Today, the original Max Fish on Ludlow Street is long gone, replaced by chic and tony hotel with an insufferable bar. Similar ventures to Max Fish on Ludlow like Motor City, Barramundi, the Pink Pony, the Ludlow Street Cafe, Cake Shop and the Luna Lounge, which was a flashpoint for the afore-cited scene the Strokes kicked off, are also all gone.
“Alphabet Town,” Elliott Smith, 1995
Given the tragic circumstances of his untimely demise and some of his more notorious predilections, it's not much of a leap to make certain assumptions about what Elliott Smith's "Alphabet Town" is really about. Taken from his eponymous second album in 1995, the song is poetically vague but seemingly coded. Though not yet living in New York, at that time in the mid-90's, Smith sings about the infamous proclivities of Alphabet City denizens with a knowing lilt to his fragile, whisper-quiet voice, spinning a melancholy yarn about a tenuous relationship built on a grim codependence that the mood of the music mirrors.
“Summer on Avenue A,” Cause For Alarm, 1997
Originally from New Jersey, Cause For Alarm (or simply CFA) don't seem to inspire the same immediate name-recognition as some their NYHC peers like Agnostic Front, Cro-Mags, Warzone, Murphy's Law, etc., but they were indeed early participants within that scene. Personally speaking, the fact that Agnostic Front named their second album Cause for Alarm only served to confuse matters, but I'm sure they all had their reasons. This particular track, extolling the arguable merits of eschewing the leafy byways of New Jersey for a life on the then much meaner streets of, once again, Alphabet City, wasn't released until the late 90's, seemingly jumpstarting a variant of "nostalgia-core" later zealously picked up by their pals in Agnostic Front with recent tracks like "I Miss the Old New York" and, wait for it, "I Remember."
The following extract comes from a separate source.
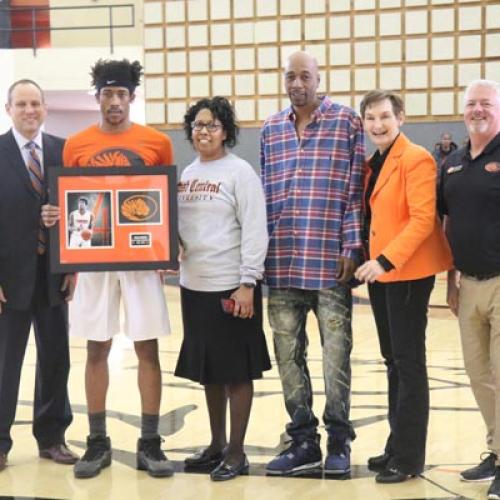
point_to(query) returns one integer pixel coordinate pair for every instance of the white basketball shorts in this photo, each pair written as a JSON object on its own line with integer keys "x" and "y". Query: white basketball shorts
{"x": 94, "y": 312}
“Forsyth Street,” Muckafurgason, 1998
A band not at all concerned with telegraphing any bleak message or pugnacious badassery, Muckafurgason was a light-hearted trio of indie-rock dudes who probably had more in common with the "alt.comedy" boom nurtured at Ludlow Street's Luna Lounge than with the new crop of indie-garage rock revivalists who were gestating at the time. They didn't take themselves especially seriously, as evidenced on tracks from their debut album, Tossing a Friend, like "Lunch," an ersatz-rap homage to their favorite meal of the day. "Forsyth Street," meanwhile, is a comparatively somber ode to their home address, glumly describing a vista of homeless junkies and naked masturbators in Sara D. Roosevelt Park just out their window.
Today, Forsyth Street is just a bit more salubrious.
“93 Avenue B Blues,” SWANS, 2012
Walk by 93 Avenue B today and it's a fairly innocuous-looking doorway adjacent to a hookah bar called Horus. But back in the early-to-mid 80's, it was the heatless, windowless, concrete-bunker headquarters of Michael Gira and SWANS. True to their Spartan, disciplinary aesthetic, the address served as both an inhospitable rehearsal space and Gira's equally unwelcoming living quarters. When he speaks of what the surrounding neighborhood was like at the time, he does so without any fondness or nostalgia, painting a grim picture of lawlessness, depravity and violence. Tales he's told about life within 93 Avenue B don't suggest that things were much better behind the "safety" of that front door. This instrumental track from 2012's The Seer seemingly seeks to capture the experience of that space, at the time. Easy listening it is not.
Today, once again, you'd never necessarily know anything of the sort went down at said address, although there is still a SWANS insignia (a cryptic spiral) carved into the pavement in front of the front door.